Mijn moeder wisselde een vreemde blik met daddy voordat ze antwoord gaf.
'Ja, hij is gestorven,' zei ze. En toen wist ik zeker dat ze iets verborgen hielden over Enric. Zo is Maria del Mar wel; soms mag een leugentje om bestwil van haar. Omdat ze zo fatsoenlijk is, omdat ze bang is om mensen te kwetsen, of misschien omdat ze er een hekel aan heeft om de directe confrontatie aan te gaan en ervoor wegvlucht.
'Jullie verbergen iets voor me,' zei ik. En plotseling kwam ik op een idee. Natuurlijk! Hij was niet dood, hij moest nog ergens in leven zijn; daarom stuurde hij mij zijn ring.
Daddy keek naar mijn moeder en zei: 'Cristina is nu volwassen.' Hij keek ernstig.' We moeten het haar vertellen,' en zij knikte instemmend.
Ik keek naar hen beiden en daarna naar Mike, die misschien nog wel meer zijn adem inhield dan ik. Gefascineerd luisterde ik.

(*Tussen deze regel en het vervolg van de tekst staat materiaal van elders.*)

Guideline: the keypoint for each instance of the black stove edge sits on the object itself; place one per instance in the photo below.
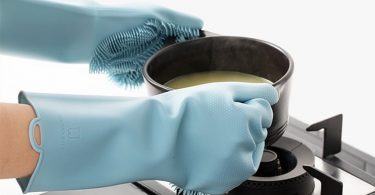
(350, 159)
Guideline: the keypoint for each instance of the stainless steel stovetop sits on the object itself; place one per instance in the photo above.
(336, 164)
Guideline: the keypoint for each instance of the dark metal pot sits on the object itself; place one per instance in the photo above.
(241, 54)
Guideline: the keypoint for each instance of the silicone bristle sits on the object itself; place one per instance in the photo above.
(181, 191)
(122, 55)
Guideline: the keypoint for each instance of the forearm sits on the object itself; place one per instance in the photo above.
(17, 157)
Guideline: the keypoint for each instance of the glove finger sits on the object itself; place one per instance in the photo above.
(243, 92)
(259, 114)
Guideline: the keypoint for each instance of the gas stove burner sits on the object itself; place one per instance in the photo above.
(281, 171)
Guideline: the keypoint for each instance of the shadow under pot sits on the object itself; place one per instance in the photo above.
(224, 53)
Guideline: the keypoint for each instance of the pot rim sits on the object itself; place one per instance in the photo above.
(160, 86)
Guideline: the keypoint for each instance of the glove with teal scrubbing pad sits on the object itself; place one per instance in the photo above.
(114, 40)
(205, 139)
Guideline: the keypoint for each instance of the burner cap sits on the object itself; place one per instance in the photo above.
(287, 178)
(269, 165)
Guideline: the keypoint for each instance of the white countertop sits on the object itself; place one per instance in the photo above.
(331, 43)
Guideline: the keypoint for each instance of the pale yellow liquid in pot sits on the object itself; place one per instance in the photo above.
(198, 78)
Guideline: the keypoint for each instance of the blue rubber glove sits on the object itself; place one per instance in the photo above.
(71, 31)
(207, 138)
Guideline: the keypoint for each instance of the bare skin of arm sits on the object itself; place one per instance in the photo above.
(17, 157)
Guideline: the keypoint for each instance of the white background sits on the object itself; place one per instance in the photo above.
(331, 42)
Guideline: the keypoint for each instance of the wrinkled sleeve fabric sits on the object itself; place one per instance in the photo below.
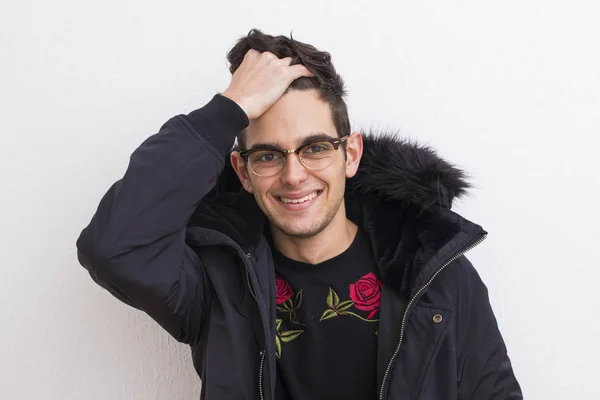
(485, 370)
(135, 245)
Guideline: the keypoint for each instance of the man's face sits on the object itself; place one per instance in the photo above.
(298, 201)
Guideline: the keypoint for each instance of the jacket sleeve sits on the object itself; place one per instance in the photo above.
(134, 245)
(484, 368)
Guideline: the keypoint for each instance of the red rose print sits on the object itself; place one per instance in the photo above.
(284, 290)
(366, 293)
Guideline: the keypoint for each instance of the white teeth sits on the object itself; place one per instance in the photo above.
(300, 200)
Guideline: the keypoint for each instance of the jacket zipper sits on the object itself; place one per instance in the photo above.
(262, 352)
(408, 307)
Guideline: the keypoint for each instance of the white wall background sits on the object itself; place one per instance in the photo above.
(508, 90)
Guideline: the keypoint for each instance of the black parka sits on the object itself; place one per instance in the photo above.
(177, 238)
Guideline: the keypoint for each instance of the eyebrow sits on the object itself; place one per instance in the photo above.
(305, 140)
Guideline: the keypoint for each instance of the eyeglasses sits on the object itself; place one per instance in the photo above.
(315, 155)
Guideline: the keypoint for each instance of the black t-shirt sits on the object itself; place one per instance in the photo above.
(327, 322)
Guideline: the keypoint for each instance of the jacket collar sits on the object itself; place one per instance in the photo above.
(401, 196)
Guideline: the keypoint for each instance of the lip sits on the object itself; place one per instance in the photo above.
(298, 206)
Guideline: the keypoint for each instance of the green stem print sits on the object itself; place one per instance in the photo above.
(285, 336)
(337, 308)
(290, 307)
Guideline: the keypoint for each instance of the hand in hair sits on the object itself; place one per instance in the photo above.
(261, 80)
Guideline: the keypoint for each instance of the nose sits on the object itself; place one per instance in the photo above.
(293, 172)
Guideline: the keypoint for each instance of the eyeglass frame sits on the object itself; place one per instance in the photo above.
(335, 142)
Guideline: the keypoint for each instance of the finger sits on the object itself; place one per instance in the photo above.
(251, 54)
(299, 70)
(286, 61)
(268, 56)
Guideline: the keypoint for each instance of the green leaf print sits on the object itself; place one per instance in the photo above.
(344, 305)
(332, 299)
(329, 313)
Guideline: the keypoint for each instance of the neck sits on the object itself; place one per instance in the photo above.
(328, 243)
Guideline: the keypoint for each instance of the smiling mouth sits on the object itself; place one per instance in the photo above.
(301, 200)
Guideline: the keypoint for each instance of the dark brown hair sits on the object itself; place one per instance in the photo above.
(326, 80)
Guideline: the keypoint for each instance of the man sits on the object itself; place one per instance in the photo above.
(317, 278)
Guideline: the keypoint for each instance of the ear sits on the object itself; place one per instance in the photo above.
(353, 153)
(240, 168)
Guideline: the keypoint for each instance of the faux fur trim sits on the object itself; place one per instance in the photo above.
(404, 171)
(392, 169)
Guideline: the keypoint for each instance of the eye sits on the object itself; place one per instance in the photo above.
(266, 157)
(317, 148)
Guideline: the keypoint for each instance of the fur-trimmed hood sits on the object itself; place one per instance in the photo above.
(401, 196)
(393, 169)
(401, 170)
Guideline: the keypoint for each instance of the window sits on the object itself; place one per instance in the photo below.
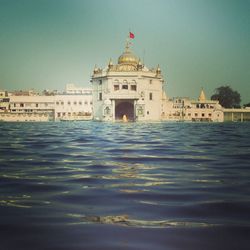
(133, 87)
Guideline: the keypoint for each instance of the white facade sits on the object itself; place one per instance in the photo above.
(46, 108)
(30, 108)
(73, 107)
(127, 89)
(184, 109)
(72, 89)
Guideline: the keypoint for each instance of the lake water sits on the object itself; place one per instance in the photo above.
(140, 186)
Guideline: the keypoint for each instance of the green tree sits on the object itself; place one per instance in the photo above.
(246, 105)
(227, 97)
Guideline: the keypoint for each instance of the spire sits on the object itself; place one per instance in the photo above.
(202, 97)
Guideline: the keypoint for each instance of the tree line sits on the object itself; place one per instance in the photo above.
(227, 97)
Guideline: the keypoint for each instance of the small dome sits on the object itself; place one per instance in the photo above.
(128, 57)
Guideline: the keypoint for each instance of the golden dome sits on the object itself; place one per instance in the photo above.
(128, 57)
(202, 97)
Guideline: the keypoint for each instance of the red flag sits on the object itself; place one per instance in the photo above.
(131, 35)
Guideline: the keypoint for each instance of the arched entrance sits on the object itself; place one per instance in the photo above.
(124, 108)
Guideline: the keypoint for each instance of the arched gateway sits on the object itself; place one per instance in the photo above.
(124, 107)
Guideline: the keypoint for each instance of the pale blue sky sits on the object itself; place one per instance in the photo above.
(45, 44)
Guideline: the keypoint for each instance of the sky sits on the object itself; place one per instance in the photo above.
(45, 44)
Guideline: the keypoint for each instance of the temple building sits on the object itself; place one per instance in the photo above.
(127, 91)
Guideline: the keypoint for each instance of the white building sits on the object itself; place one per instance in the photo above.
(72, 89)
(30, 108)
(127, 89)
(73, 107)
(184, 109)
(46, 108)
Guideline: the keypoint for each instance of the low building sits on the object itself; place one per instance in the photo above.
(237, 115)
(184, 109)
(73, 107)
(61, 107)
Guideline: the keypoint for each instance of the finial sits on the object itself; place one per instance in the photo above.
(110, 62)
(158, 70)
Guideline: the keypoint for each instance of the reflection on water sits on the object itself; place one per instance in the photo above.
(63, 185)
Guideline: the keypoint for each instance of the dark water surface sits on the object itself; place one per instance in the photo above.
(87, 185)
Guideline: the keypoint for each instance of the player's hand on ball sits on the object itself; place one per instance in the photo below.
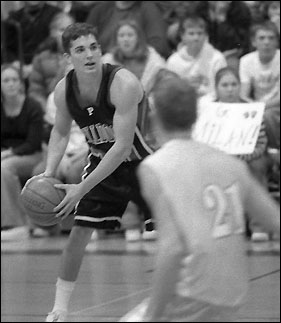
(72, 197)
(34, 177)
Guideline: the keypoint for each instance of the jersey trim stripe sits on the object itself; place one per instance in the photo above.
(91, 219)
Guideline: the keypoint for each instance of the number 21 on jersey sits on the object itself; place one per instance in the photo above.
(226, 205)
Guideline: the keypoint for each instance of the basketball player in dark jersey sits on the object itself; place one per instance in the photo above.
(105, 101)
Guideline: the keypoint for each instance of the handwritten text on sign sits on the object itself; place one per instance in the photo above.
(231, 127)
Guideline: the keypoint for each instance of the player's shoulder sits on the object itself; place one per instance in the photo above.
(59, 93)
(250, 57)
(124, 76)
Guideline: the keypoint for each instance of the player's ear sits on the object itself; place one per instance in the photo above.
(67, 57)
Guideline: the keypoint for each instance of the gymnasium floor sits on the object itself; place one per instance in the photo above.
(115, 276)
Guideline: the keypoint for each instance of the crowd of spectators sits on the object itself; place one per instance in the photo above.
(195, 39)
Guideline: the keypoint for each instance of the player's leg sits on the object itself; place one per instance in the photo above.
(70, 265)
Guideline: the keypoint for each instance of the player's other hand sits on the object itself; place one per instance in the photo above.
(72, 197)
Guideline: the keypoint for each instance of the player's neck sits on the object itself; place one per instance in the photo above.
(177, 135)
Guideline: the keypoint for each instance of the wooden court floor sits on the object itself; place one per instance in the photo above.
(115, 276)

'Enric is dood.' Mijn vader keek me verdrietig aan. 'Daarover bestaat geen twijfel, maar hij is niet bij een verkeersongeluk omgekomen, zoals we je hebben verteld. Hij heeft met een schot door de mond zelfmoord gepleegd.'Ik was met stomheid geslagen. Als klein meisje in Barcelona had ik Enric aanbeden. Hij was meer dan een oom voor me. Van de grote mensen was hij, na mijn ouders, degene van wie ik het meest hield. Als ik aan hem terugdenk, zie ik altijd een vriendelijke, hartelijke man, die spelletjes voor ons bedacht om het ons alledrie naar de zin te maken: zijn zoon Oriol, zijn neefje Luis en mij.

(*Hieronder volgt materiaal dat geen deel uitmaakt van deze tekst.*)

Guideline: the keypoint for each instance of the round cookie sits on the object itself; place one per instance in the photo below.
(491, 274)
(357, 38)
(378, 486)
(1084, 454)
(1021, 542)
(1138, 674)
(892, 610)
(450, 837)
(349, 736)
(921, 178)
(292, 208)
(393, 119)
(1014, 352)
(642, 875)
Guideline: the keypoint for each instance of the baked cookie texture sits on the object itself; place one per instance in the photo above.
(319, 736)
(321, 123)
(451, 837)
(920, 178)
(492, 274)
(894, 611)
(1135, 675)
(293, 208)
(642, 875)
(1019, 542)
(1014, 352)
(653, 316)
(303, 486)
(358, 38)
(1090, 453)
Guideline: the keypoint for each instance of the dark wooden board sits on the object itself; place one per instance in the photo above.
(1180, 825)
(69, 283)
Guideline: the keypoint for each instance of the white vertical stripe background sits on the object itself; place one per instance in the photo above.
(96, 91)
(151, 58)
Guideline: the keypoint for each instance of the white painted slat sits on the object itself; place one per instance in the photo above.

Ik zie hem nog schateren en ons aan het lachen maken... Ik had nooit gedacht dat iemand die zo boordevol energie zat, zo positief was, zich van het leven zou kunnen beroven.
'Nee, dat kan niet,' zei ik.
'Toch is het echt zo,' verzekerde mijn moeder me. Nu keek ze me rustig aan; ze had die schuldige blik verloren die ik in de keuken had gezien. 'We wisten dat het verhaal van die zelfmoord je heel veel pijn zou doen. Daarom hebben we het niet aan je verteld.''Maar ik kan het niet geloven!' mompelde ik. Mijn moeder had gelijk. Zelfs na zo veel jaren deed het nog pijn, maakte het me intens verdrietig. 'Van hem geloof ik het niet. Niet van hem.'Stil en verslagen keken ze me aan, zonder antwoord te geven.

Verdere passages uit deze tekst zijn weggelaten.